ただし脂肪酸である以上カロリーもあるため、与えすぎは禁物です。一般的にはEPA+DHAの合計で体重10kgあたり約700mg/日程度が治療的量とされています。市販カプセル製剤の場合は製品表示を確認し、適量を守って与えてください。過剰に与えると軟便になったり、逆に膵臓に負担となる可能性もありますので要注意です。適切な用量であればオメガ3脂肪酸は安全性が高く、副作用もほとんどないため、慢性膵炎の犬にはぜひ取り入れたいサプリメントと言えます。
まとめ
最後に、本記事の重要ポイントをまとめます。
- 慢性膵炎は完治しない消化器疾患ですが、適切な管理により症状をコントロールしながら生活することが可能です。
- 慢性膵炎は膵炎発作が繰り返されることで膵臓の細胞が破壊され、膵組織の萎縮・線維化を招いて機能低下を起こす病気です。 一度壊れた膵臓組織は元に戻らないため、進行を止めることが治療の目標になります。
- 慢性膵炎では糖尿病や膵外分泌不全などを併発することがあり、これらへの対処も必要です。 合併症が発生すると管理はさらに複雑になるため、そうなる前に膵炎をコントロールすることが望ましいです。

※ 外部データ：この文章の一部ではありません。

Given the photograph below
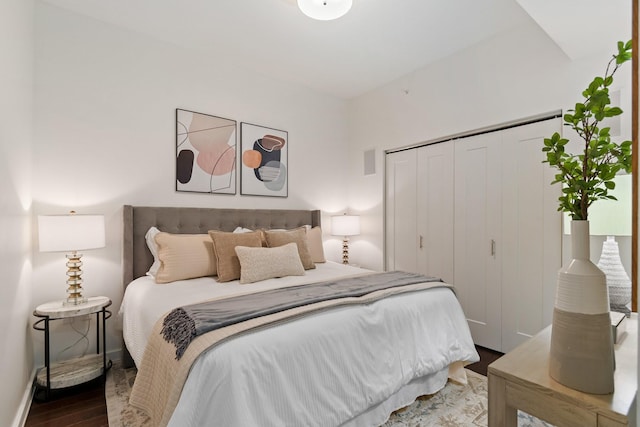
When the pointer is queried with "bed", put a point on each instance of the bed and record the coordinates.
(343, 366)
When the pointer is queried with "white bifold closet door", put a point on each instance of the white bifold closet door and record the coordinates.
(419, 210)
(507, 234)
(478, 210)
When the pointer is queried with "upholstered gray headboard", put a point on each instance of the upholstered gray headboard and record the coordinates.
(138, 219)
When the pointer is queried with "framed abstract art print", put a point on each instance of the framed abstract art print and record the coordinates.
(264, 168)
(205, 153)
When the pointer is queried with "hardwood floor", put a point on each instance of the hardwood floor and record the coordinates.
(80, 406)
(85, 406)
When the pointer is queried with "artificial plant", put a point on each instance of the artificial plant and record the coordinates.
(588, 176)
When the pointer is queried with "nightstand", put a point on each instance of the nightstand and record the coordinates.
(520, 380)
(80, 369)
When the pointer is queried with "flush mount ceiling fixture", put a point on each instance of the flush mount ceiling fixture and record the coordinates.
(325, 10)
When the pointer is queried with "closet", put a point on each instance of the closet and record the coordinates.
(480, 213)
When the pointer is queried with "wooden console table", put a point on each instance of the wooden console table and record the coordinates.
(520, 381)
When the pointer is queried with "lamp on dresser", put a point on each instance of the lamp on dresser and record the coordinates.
(71, 233)
(345, 226)
(613, 218)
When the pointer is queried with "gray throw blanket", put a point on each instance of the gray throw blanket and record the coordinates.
(182, 325)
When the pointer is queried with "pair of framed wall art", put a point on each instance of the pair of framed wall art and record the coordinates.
(207, 156)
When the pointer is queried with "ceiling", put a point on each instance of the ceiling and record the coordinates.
(376, 42)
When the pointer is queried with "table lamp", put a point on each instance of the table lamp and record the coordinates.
(71, 233)
(345, 226)
(613, 218)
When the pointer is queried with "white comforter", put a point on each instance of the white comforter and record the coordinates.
(348, 366)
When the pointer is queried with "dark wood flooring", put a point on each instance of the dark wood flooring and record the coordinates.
(85, 406)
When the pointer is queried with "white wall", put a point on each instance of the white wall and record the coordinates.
(512, 76)
(105, 136)
(16, 111)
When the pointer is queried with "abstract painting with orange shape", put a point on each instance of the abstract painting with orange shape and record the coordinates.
(205, 153)
(264, 161)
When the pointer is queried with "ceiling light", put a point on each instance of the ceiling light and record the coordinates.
(324, 10)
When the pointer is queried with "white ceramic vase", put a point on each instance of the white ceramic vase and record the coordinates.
(582, 354)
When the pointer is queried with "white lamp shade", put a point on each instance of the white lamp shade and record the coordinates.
(613, 217)
(64, 233)
(324, 10)
(345, 225)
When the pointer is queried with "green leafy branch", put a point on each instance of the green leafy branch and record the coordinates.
(588, 176)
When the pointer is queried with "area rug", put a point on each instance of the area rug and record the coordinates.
(454, 406)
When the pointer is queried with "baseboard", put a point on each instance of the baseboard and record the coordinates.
(25, 404)
(114, 355)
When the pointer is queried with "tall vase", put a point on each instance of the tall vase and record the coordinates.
(582, 354)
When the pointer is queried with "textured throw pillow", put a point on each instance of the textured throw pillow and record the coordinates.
(266, 263)
(314, 242)
(224, 244)
(297, 236)
(184, 256)
(150, 238)
(242, 230)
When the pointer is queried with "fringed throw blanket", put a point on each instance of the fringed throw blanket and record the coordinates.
(162, 375)
(184, 324)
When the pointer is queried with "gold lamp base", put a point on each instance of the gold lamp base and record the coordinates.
(74, 281)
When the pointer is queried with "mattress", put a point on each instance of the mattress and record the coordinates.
(350, 365)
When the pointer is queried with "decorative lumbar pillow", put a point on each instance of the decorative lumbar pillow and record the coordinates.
(224, 245)
(150, 238)
(267, 263)
(242, 230)
(314, 242)
(297, 236)
(184, 256)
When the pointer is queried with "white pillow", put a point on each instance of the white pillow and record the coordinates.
(267, 263)
(150, 237)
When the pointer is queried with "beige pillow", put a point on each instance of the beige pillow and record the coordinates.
(224, 245)
(297, 236)
(266, 263)
(184, 256)
(314, 242)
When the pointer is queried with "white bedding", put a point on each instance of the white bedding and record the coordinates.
(348, 366)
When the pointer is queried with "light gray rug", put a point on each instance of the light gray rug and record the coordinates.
(454, 406)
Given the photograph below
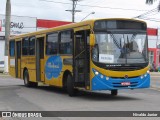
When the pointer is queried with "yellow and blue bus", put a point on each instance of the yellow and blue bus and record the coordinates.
(103, 54)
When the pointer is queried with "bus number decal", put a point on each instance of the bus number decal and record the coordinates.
(53, 67)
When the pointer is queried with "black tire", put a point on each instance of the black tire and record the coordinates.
(27, 83)
(114, 92)
(70, 86)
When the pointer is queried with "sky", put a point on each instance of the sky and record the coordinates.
(51, 10)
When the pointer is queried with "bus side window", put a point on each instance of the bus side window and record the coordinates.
(52, 44)
(25, 46)
(66, 42)
(32, 46)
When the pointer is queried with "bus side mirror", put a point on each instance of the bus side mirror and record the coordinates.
(92, 40)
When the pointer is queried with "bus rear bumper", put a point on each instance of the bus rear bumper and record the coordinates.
(99, 83)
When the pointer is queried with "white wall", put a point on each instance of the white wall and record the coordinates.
(19, 25)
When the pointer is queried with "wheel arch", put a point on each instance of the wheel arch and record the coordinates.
(64, 80)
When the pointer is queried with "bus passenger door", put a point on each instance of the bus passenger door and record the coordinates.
(81, 59)
(18, 59)
(40, 58)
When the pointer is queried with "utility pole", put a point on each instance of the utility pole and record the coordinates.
(7, 33)
(73, 11)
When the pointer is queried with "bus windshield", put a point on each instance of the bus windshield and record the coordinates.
(120, 48)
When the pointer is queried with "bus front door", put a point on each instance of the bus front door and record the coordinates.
(40, 59)
(18, 59)
(81, 59)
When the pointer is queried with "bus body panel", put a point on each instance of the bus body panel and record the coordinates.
(53, 67)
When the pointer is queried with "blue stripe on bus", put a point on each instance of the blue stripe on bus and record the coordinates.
(99, 83)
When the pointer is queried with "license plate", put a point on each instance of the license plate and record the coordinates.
(125, 83)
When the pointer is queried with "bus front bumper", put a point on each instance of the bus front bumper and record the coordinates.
(101, 82)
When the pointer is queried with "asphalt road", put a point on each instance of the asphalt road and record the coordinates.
(14, 96)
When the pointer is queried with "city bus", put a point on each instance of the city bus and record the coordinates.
(93, 55)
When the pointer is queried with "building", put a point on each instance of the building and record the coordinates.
(21, 25)
(154, 46)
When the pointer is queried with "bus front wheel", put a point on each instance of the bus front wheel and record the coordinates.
(114, 92)
(70, 86)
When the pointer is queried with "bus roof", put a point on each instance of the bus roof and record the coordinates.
(69, 26)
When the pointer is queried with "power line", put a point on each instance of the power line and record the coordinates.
(147, 13)
(93, 6)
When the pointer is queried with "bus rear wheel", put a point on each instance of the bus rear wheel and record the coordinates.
(70, 86)
(114, 92)
(27, 83)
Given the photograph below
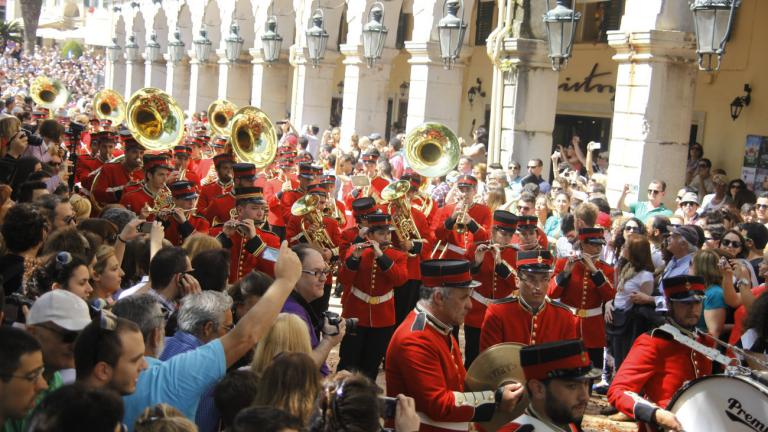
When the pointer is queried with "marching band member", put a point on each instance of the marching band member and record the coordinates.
(531, 317)
(113, 177)
(182, 220)
(424, 359)
(251, 247)
(218, 210)
(102, 146)
(529, 236)
(223, 183)
(657, 366)
(372, 270)
(493, 266)
(282, 201)
(558, 377)
(181, 167)
(142, 199)
(458, 235)
(583, 283)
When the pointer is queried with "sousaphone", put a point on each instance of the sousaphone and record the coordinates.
(494, 367)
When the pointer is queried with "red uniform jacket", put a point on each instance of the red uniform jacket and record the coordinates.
(656, 367)
(498, 281)
(424, 362)
(371, 283)
(112, 178)
(210, 191)
(294, 234)
(280, 206)
(512, 320)
(459, 244)
(176, 233)
(217, 211)
(586, 293)
(258, 253)
(137, 199)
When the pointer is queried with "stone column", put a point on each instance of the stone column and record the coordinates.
(177, 79)
(270, 86)
(202, 90)
(525, 89)
(312, 90)
(435, 92)
(365, 92)
(653, 111)
(234, 79)
(134, 76)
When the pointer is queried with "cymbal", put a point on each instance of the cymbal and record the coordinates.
(498, 365)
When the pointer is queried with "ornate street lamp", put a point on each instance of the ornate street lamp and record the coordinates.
(561, 22)
(450, 32)
(713, 21)
(131, 48)
(176, 47)
(271, 41)
(114, 51)
(153, 48)
(317, 38)
(202, 46)
(374, 34)
(234, 42)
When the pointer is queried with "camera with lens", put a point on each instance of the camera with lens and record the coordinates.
(334, 320)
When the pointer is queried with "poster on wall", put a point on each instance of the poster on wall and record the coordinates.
(755, 166)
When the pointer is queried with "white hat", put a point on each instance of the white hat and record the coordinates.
(61, 307)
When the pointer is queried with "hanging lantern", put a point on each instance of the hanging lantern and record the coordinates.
(234, 43)
(317, 38)
(450, 32)
(271, 41)
(202, 46)
(114, 51)
(561, 22)
(374, 34)
(176, 47)
(713, 21)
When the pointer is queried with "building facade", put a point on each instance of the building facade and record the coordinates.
(632, 84)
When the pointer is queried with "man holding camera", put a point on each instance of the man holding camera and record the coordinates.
(424, 359)
(325, 330)
(372, 270)
(583, 283)
(251, 247)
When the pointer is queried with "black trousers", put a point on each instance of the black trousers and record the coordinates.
(406, 297)
(365, 350)
(471, 344)
(321, 305)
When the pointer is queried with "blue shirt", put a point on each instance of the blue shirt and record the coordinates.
(207, 416)
(179, 381)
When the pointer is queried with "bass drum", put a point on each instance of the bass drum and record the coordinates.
(722, 403)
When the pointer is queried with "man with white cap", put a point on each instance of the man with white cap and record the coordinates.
(55, 320)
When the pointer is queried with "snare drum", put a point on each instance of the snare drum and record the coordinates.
(722, 403)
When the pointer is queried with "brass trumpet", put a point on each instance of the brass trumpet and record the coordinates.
(109, 105)
(396, 194)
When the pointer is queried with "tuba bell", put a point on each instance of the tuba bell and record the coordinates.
(312, 221)
(155, 119)
(49, 93)
(396, 194)
(220, 114)
(432, 149)
(253, 137)
(109, 105)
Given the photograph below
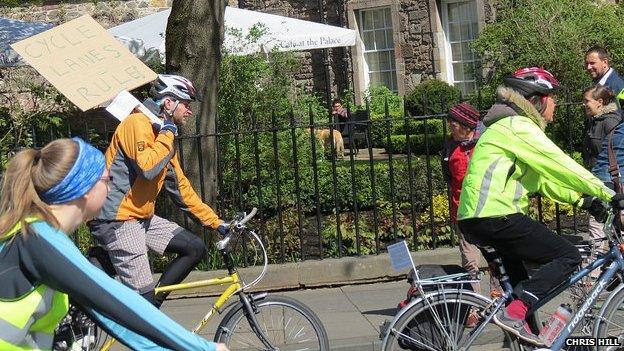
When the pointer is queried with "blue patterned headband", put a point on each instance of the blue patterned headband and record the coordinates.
(86, 171)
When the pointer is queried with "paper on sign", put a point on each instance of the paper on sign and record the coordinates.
(400, 256)
(84, 62)
(123, 104)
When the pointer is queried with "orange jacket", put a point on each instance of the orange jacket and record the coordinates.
(141, 159)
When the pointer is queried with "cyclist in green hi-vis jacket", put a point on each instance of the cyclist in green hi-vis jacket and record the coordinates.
(512, 160)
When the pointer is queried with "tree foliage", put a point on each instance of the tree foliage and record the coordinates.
(553, 34)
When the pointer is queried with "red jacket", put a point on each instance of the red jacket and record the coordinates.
(454, 166)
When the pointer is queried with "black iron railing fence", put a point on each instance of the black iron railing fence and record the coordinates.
(313, 202)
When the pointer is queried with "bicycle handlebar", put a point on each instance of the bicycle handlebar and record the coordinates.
(235, 226)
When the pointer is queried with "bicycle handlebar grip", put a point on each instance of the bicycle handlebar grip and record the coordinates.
(248, 217)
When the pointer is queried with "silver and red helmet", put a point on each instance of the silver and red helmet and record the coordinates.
(532, 81)
(175, 86)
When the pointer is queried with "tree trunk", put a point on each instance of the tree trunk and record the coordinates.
(193, 47)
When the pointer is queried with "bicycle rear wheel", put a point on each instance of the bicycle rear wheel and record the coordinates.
(610, 323)
(288, 324)
(441, 324)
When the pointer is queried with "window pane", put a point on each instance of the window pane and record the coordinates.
(394, 82)
(380, 39)
(367, 19)
(389, 38)
(378, 19)
(470, 87)
(453, 14)
(465, 31)
(469, 72)
(377, 35)
(466, 51)
(458, 72)
(375, 78)
(384, 61)
(456, 51)
(388, 17)
(475, 29)
(369, 40)
(372, 59)
(454, 32)
(467, 11)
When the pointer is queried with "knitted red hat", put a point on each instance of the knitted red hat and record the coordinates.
(465, 115)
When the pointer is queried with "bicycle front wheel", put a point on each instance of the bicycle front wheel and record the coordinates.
(287, 323)
(446, 321)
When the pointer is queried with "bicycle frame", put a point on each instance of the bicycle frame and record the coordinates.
(617, 264)
(235, 285)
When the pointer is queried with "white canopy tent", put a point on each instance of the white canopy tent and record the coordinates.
(12, 31)
(145, 36)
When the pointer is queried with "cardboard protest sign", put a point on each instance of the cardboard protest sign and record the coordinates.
(123, 105)
(84, 62)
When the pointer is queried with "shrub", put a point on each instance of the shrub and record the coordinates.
(378, 96)
(553, 34)
(419, 126)
(382, 124)
(418, 146)
(431, 97)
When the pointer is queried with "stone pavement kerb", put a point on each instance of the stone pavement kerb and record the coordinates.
(323, 273)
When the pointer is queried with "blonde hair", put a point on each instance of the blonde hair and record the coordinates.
(29, 173)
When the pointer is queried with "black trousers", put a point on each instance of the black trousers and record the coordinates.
(519, 238)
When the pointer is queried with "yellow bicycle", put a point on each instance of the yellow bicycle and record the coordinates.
(258, 321)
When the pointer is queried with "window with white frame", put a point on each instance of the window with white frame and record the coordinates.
(376, 31)
(461, 27)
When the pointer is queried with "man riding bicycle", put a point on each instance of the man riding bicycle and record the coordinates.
(142, 160)
(512, 160)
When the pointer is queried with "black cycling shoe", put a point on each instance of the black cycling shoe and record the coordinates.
(517, 327)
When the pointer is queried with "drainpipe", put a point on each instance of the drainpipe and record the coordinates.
(325, 58)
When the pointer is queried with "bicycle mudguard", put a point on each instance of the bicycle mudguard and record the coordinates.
(603, 308)
(419, 299)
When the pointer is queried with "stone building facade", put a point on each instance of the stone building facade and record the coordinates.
(401, 42)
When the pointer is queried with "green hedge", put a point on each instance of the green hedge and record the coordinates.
(431, 97)
(398, 144)
(432, 126)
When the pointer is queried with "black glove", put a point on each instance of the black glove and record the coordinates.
(168, 124)
(617, 201)
(596, 207)
(223, 229)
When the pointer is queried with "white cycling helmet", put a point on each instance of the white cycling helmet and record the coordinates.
(175, 86)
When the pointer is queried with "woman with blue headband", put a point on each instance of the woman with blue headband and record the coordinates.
(46, 194)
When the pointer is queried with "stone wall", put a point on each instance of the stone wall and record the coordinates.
(312, 74)
(107, 13)
(415, 45)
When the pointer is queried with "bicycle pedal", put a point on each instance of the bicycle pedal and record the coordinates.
(383, 329)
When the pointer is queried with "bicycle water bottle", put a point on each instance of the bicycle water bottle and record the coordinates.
(555, 324)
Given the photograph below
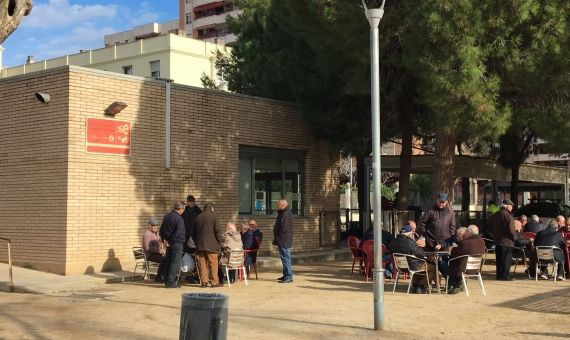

- 慢性膵炎の診断は簡単ではなく、除外診断によって行われます。 他の疾患を除外しつつ、症状・血液検査・画像検査の所見を総合して判断します。確定診断には膵生検が必要ですが侵襲的なため、通常は行われません。
- 治療は内科的対症療法(痛み・炎症・嘔吐のコントロールなど)と食事療法が中心です。 鎮痛剤や制吐剤を用いて症状を緩和し、必要に応じて免疫抑制剤や酵素補充剤も使います。食事は低脂肪食に切り替え、膵臓への負荷を減らします。
- 低脂肪食の給餌は膵炎管理の要です。 可能な限り脂肪分を抑えたフードを与え、高脂肪のおやつや人の食べ物は厳禁とします。肥満にならないよう体重管理と適度な運動も重要です。
- 膵炎管理に有用なフードやサプリを活用しましょう。 例えば「和漢みらいの膵臓用フード」は漢方入りで体質改善も期待できる低脂肪食ですし、プロバイオティクスサプリやオメガ3脂肪酸は炎症抑制や消化補助に有益です。
- 慢性膵炎自体は命に直結する病気ではありませんが、一生涯のケアが必要な病気です。 焦らず根気よく向き合うことが大切になります。
- 膵炎の悪化を防ぐには早期発見・早期治療が重要です。 軽い症状の段階で気づいてあげられれば、その分膵臓のダメージを抑え、合併症を未然に防ぐことができます。
- 治療では痛みの緩和や栄養管理に加え、普段の生活でストレスを減らすことも大切です。 ストレスは免疫やホルモンバランスを乱し、膵炎を悪化させる一因になりえます。生活環境を整え、安静と適度な運動のバランスをとってあげましょう。
- 定期的な健康診断(血液検査や超音波検査)を受け、病状の変化をチェックしてもらうことも欠かせません。 医学記事では膵炎の見直しは半年~1年ごとに行うことが推奨されています。
慢性膵炎と聞くと不安になるかもしれませんが、正しい知識と対策があれば怖がる必要はありません。愛犬の様子をしっかり観察し、獣医師と二人三脚で治療とケアを続ければ、きっと穏やかな日常を取り戻せるはずです。飼い主さんと愛犬の「チーム effort」で、膵炎に負けない生活を目指しましょう。すでに慢性膵炎と指摘されている飼い主さんも、どうかあきらめずに考えられる限りの対策を組み合わせて愛犬を支えてあげてください。もちろん私たち獣医師も全力でサポートします。一緒に頑張っていきましょう!